O presidente da CBL também notou um aumento na venda dos livros digitais (e-books), que, segundo ele, vieram para ficar, mas não para substituir os impressos. “As pessoas às vezes fazem o download e o livro é tão bom que a pessoa acaba comprando o livro em papel e vice-versa. São duas plataformas complementares”. Por outro lado, ele acredita que as vendas de livros pela internet se tornarão predominantes, pela comodidade que oferecem, mas que isso não inviabilizará a existência de boas livrarias físicas especializadas.
REVISTAS
A crise do mercado editorial também debilitou a produção jornalística impressa, em particular as revistas. Tanto os veículos de grande circulação, como a Veja, quanto aqueles voltados a determinados nichos de mercado, como a Cidade Nova e a Família Cristã, foram atingidos.

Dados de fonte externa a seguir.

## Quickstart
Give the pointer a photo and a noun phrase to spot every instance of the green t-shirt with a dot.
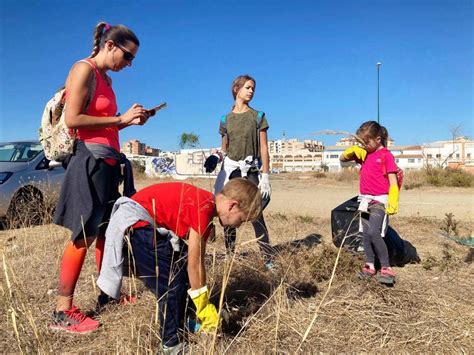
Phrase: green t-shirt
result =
(242, 134)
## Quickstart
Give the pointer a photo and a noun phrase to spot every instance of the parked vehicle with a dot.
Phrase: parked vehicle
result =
(29, 184)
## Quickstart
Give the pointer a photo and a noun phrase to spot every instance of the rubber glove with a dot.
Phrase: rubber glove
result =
(392, 206)
(205, 311)
(355, 151)
(264, 186)
(211, 162)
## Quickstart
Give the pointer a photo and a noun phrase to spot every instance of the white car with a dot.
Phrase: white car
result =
(29, 184)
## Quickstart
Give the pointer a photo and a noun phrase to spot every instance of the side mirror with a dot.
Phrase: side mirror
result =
(54, 164)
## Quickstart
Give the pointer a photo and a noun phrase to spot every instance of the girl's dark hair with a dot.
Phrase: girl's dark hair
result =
(104, 32)
(372, 129)
(239, 82)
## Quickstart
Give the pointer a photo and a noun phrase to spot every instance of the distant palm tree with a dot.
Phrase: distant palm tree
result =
(190, 140)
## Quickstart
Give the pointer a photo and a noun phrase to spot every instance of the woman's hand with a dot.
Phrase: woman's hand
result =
(135, 115)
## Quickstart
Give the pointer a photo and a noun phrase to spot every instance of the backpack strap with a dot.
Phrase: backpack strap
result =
(260, 115)
(93, 83)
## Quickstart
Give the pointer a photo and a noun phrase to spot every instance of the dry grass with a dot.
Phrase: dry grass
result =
(429, 309)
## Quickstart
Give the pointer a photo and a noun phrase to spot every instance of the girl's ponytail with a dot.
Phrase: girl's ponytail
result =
(98, 33)
(383, 136)
(103, 32)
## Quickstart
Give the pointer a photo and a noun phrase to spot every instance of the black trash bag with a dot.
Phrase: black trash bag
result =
(345, 223)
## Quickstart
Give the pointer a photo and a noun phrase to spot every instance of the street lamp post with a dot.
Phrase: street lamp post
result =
(378, 91)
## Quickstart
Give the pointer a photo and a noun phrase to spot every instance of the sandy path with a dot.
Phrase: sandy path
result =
(317, 199)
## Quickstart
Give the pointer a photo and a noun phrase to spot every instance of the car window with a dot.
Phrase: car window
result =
(19, 152)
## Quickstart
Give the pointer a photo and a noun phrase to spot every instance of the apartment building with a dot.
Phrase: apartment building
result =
(292, 155)
(458, 152)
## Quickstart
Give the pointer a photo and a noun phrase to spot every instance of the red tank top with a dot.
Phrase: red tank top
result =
(103, 104)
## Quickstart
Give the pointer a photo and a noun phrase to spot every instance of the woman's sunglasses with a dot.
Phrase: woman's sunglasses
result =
(126, 54)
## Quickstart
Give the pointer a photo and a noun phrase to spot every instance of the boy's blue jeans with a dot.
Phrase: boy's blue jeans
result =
(170, 285)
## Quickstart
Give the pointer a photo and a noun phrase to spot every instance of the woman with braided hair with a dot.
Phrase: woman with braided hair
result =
(90, 187)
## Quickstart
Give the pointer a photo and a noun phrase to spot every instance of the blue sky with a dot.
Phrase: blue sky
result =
(314, 62)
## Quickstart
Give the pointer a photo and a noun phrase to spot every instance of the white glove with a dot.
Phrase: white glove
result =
(264, 185)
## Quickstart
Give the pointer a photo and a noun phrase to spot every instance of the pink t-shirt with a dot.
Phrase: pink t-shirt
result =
(373, 180)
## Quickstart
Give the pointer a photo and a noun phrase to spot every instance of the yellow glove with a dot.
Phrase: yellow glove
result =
(205, 311)
(392, 206)
(355, 151)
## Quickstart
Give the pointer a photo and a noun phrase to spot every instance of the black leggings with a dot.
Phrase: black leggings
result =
(230, 233)
(374, 245)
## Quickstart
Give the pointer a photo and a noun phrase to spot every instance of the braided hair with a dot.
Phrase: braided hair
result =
(104, 32)
(372, 129)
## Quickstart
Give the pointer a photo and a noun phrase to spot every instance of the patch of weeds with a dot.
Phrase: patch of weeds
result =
(448, 177)
(445, 263)
(412, 186)
(450, 225)
(280, 216)
(448, 260)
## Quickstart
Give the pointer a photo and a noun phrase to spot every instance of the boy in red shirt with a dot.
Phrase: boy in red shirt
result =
(162, 217)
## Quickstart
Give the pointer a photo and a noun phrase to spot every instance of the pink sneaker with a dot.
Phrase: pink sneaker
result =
(387, 276)
(73, 321)
(367, 272)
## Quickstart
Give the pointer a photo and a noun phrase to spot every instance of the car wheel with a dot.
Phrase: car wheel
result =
(26, 209)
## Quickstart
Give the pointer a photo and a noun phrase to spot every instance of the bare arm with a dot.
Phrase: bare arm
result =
(196, 255)
(224, 144)
(264, 151)
(77, 88)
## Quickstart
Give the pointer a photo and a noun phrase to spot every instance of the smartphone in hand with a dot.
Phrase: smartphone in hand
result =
(154, 110)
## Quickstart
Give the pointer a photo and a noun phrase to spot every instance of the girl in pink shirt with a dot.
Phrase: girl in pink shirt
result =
(378, 195)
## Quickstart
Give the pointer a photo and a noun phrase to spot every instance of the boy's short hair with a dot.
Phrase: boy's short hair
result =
(247, 194)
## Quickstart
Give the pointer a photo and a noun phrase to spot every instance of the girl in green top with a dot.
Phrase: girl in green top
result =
(244, 144)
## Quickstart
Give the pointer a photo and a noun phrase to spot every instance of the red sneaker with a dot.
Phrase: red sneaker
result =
(387, 276)
(73, 321)
(367, 272)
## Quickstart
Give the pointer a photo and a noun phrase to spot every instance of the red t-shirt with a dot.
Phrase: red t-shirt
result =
(103, 104)
(373, 180)
(178, 207)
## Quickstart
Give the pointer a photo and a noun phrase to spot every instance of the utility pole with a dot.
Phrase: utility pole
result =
(378, 91)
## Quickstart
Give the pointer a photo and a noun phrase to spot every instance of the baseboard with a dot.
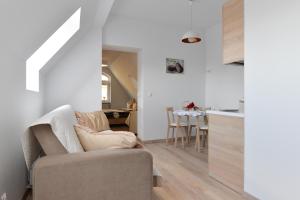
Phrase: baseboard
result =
(153, 141)
(249, 196)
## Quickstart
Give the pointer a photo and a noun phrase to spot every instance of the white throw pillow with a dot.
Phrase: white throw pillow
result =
(63, 120)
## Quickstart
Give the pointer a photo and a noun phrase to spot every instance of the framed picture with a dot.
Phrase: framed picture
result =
(174, 66)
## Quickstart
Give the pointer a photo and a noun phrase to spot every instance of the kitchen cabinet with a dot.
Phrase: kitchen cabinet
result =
(233, 32)
(226, 149)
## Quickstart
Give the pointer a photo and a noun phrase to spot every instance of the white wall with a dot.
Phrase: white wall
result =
(76, 77)
(157, 42)
(272, 97)
(224, 85)
(18, 108)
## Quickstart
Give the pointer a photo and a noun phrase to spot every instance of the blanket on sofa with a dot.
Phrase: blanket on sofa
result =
(61, 120)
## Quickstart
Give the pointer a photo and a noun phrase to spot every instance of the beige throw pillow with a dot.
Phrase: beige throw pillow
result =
(96, 121)
(91, 140)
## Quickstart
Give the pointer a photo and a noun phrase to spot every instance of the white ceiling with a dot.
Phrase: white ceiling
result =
(173, 12)
(26, 25)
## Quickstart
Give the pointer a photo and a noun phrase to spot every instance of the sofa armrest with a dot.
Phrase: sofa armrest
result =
(96, 175)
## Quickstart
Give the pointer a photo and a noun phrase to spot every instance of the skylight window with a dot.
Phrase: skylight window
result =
(41, 56)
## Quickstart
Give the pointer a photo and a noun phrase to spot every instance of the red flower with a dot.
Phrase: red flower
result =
(191, 105)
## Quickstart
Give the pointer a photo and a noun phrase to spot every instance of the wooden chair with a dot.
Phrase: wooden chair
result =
(178, 125)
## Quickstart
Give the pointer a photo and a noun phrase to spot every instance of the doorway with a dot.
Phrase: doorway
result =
(119, 88)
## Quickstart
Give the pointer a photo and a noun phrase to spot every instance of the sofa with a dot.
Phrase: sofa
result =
(62, 170)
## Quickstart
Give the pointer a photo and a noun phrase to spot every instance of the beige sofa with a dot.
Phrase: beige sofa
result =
(66, 172)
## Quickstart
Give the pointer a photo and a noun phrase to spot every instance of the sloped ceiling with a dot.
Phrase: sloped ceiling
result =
(27, 24)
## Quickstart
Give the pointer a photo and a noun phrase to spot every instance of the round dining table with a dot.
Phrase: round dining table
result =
(189, 114)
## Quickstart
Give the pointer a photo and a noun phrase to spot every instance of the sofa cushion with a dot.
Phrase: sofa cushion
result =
(96, 121)
(91, 140)
(48, 141)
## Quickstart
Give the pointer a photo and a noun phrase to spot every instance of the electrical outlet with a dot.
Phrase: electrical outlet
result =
(4, 196)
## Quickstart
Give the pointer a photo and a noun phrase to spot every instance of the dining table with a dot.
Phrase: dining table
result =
(189, 114)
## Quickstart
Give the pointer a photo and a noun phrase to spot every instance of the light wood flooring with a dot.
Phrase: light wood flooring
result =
(185, 175)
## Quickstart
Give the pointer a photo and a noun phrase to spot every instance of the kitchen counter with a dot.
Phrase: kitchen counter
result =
(230, 114)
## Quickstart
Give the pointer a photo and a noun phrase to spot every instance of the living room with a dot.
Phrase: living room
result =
(35, 81)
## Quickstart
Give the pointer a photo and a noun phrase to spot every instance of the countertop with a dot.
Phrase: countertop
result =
(230, 114)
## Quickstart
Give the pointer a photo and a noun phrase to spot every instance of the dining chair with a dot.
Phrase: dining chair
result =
(201, 132)
(178, 125)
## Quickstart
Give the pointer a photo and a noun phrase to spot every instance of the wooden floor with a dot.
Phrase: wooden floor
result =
(185, 175)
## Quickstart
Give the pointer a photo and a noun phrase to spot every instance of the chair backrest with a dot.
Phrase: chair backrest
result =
(170, 115)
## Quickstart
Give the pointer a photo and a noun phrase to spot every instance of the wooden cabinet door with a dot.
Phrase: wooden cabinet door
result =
(233, 32)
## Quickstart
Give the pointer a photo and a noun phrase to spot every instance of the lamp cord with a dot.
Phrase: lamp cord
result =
(191, 14)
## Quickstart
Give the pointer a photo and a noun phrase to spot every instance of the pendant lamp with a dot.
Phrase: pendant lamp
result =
(190, 36)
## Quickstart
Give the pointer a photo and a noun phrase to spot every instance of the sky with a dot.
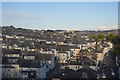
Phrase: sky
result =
(61, 15)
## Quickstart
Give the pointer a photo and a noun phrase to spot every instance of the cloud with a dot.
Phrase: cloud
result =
(105, 27)
(17, 15)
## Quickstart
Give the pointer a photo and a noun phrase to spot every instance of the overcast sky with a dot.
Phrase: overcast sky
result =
(61, 15)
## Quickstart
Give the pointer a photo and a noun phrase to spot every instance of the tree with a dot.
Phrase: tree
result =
(116, 49)
(110, 37)
(116, 40)
(95, 38)
(101, 37)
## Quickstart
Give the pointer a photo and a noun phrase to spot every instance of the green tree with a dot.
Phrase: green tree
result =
(116, 49)
(110, 37)
(95, 38)
(101, 37)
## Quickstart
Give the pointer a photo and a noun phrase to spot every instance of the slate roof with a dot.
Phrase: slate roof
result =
(69, 73)
(30, 63)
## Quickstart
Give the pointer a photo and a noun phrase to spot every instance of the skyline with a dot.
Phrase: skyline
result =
(61, 15)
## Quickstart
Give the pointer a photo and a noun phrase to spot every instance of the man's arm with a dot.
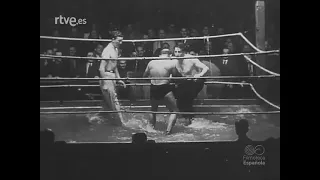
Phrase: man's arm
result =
(202, 66)
(102, 68)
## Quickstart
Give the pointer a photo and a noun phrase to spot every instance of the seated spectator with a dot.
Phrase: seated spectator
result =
(172, 31)
(218, 43)
(139, 65)
(158, 51)
(158, 44)
(98, 51)
(195, 44)
(184, 33)
(242, 128)
(151, 34)
(57, 67)
(44, 64)
(147, 46)
(207, 49)
(72, 63)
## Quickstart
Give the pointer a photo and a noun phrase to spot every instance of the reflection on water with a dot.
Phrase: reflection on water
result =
(96, 128)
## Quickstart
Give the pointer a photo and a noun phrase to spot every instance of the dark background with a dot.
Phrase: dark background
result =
(233, 15)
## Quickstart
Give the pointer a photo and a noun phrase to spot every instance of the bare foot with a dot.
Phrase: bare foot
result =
(150, 128)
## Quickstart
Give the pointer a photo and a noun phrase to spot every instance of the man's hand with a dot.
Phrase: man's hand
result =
(122, 83)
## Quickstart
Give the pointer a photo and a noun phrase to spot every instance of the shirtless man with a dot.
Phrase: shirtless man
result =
(108, 69)
(187, 90)
(162, 89)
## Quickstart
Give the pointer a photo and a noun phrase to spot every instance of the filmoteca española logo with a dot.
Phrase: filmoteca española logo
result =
(254, 155)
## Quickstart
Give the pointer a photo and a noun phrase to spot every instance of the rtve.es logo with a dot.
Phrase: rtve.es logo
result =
(254, 155)
(72, 21)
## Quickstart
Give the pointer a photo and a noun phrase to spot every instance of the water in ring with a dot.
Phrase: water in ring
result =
(77, 128)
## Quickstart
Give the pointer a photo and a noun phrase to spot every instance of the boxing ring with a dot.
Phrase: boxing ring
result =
(83, 121)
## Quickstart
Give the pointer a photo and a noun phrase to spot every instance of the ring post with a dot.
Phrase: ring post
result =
(260, 34)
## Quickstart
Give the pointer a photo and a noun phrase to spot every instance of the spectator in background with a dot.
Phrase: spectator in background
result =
(44, 64)
(158, 44)
(242, 128)
(147, 46)
(151, 34)
(219, 43)
(195, 44)
(172, 31)
(72, 63)
(57, 67)
(139, 65)
(98, 51)
(158, 51)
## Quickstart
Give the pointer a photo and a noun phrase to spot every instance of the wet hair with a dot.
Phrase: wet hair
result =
(165, 44)
(182, 47)
(115, 34)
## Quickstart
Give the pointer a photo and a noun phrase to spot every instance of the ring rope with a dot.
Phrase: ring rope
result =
(166, 78)
(141, 40)
(162, 106)
(137, 84)
(265, 100)
(260, 67)
(151, 40)
(250, 44)
(153, 112)
(46, 56)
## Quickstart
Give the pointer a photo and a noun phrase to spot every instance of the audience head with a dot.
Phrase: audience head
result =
(220, 31)
(56, 33)
(165, 52)
(49, 52)
(117, 38)
(171, 28)
(140, 51)
(180, 50)
(192, 52)
(122, 64)
(246, 48)
(58, 60)
(90, 54)
(72, 51)
(165, 46)
(162, 34)
(231, 47)
(184, 32)
(225, 51)
(139, 138)
(194, 33)
(242, 127)
(98, 50)
(151, 33)
(94, 35)
(205, 31)
(208, 46)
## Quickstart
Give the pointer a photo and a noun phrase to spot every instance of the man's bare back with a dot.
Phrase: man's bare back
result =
(159, 69)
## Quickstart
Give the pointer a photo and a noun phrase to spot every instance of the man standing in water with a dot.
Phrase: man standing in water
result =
(108, 69)
(188, 89)
(162, 89)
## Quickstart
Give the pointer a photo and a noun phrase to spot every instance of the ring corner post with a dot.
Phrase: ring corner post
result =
(260, 33)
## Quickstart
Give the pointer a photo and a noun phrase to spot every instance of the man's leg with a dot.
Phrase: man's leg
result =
(171, 104)
(112, 102)
(153, 117)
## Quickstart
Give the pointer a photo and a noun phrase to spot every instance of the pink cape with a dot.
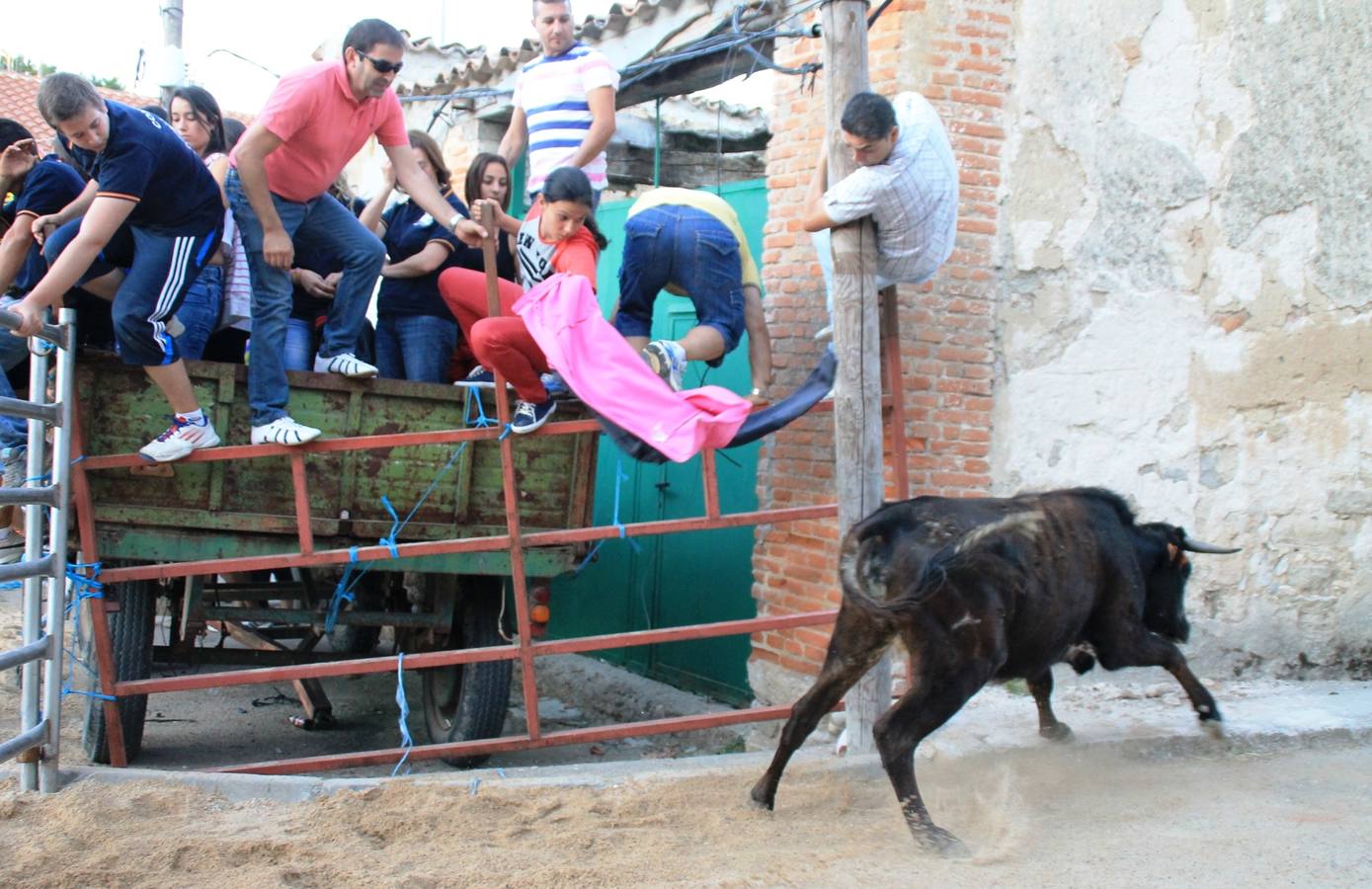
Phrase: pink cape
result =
(608, 374)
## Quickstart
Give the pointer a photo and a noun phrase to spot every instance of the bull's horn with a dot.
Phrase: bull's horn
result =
(1201, 546)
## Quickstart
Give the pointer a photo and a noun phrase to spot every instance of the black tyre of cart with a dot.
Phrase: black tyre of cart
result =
(469, 701)
(130, 637)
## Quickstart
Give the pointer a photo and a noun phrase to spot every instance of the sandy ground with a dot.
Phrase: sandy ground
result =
(1046, 817)
(212, 727)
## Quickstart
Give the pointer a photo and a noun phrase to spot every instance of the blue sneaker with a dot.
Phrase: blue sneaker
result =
(556, 385)
(528, 416)
(667, 360)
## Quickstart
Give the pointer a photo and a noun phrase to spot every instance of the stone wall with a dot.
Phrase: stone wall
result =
(1185, 299)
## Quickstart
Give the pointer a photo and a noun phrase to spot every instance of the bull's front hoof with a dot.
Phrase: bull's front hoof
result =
(1057, 731)
(1213, 727)
(938, 842)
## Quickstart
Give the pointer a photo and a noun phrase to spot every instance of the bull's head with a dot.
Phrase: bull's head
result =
(1163, 556)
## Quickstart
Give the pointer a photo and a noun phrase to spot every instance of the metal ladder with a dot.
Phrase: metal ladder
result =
(38, 744)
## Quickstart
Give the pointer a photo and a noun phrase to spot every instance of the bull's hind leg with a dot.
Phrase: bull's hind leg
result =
(1048, 726)
(856, 644)
(937, 694)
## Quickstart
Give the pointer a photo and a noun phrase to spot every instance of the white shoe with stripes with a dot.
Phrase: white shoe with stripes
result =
(180, 440)
(284, 431)
(348, 365)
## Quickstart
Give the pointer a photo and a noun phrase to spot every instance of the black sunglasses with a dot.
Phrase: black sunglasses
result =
(381, 64)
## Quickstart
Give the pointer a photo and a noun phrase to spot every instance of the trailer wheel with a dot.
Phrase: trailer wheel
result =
(130, 637)
(469, 701)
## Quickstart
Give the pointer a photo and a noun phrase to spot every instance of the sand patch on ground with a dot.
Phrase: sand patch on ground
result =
(1044, 817)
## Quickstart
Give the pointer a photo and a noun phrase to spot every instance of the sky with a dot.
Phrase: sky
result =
(275, 35)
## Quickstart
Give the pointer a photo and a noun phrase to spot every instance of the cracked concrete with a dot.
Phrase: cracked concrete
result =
(1187, 299)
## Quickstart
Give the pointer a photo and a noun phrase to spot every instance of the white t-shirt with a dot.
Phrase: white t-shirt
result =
(552, 92)
(913, 197)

A Irmã Viviani Moura, 33, jornalista e diretora da publicação da Congregação das Irmãs Paulinas, fala um pouco sobre sua experiência: “Com o advento da internet, muitas mudanças aconteceram de forma muito rápida, alterando rumos, costumes e meios. Hoje, as pessoas têm a possibilidade de um maior acesso à informação e houve um aumento no consumo de conteúdo digital. A editora Paulinas também foi envolvida nesse processo de mudanças e investe no livro digital. Com a revista Família Cristã, aconteceu o mesmo. Ao longo de 86 anos de história, a revista precisou se reinventar em muitos momentos para continuar cumprindo a sua missão”, explica.
“Hoje, a revista é oferecida como um portal de conteúdos voltado para toda a família, trazendo os leitores que já eram leitores da revista impressa e alcançando as gerações jovens, familiarizadas com o digital. Nesta nova fase da Família Cristã, o trabalho nas redes sociais tem sido fundamental, pois é o ambiente no qual as famílias estão presentes”, conclui a jornalista, para quem o investimento no universo digital tem proporcionado muitos aprendizados.